Osmanlı Devleti'nin Balkan yayılmacılığı sürecinde başlangıçtaki çetin savaşlardan sonra Arnavutlar fetih olayına iyi uyum sağlamakla tanınmışlardır. Osmanlı-Türk ve Arnavut etkileşimleri günümüze dek uzanmaktadır.
Sözgelimi Arnavut dil bilgini Şemsettin Sami Fraşeri (İleride Yen soy ismi ile Türkiye'ye yerleşeceklerdi) iki dilin zenginliğine katkılar yapan çok değerli yapıtlar vermiştir.

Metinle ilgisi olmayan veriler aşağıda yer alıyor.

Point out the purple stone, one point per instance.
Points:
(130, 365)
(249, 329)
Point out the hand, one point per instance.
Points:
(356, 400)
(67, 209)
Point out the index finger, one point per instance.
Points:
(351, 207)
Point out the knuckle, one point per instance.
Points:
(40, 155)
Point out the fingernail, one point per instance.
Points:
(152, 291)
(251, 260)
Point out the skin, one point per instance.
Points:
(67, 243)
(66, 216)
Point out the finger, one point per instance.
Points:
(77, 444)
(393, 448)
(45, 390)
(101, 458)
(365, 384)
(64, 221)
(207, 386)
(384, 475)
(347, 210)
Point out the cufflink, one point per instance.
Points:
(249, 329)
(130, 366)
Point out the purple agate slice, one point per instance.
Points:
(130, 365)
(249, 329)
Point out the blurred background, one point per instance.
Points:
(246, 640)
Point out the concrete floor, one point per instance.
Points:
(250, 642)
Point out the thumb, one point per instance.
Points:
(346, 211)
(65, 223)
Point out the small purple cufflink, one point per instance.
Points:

Osmanlı ve sonra Türkiye Cumhuriyeti Devleti'nin siyasal sosyal ve kültürel yaşamında Arnavut ekileşimleri günlük hayata girmiştir.
Bu küçük öyküde bazı ayrıntıları bulacağınız gibi en genel anlamda yazılı tarih ile yaşanılan sözlü tarih arasındaki farkı izleyeceksiniz.
1923 doğumlu bir sinir ve ruh hekimi olan yazar çocukluğunu kuşatan söylemleri araştırmaları ile destekleyip bu öyküyü yazmıştır.
Kurulmuş ve ayrılmayacak biçimde gelişmiş bir köprüyü topluma sunmak amacını gütmektedir. Zamanı ve daha pek çok şeyi yitirmemek için "her roman gereksiz ayrıntılardan arındırılmış bir öyküdür" kuralına uymak istemiştir.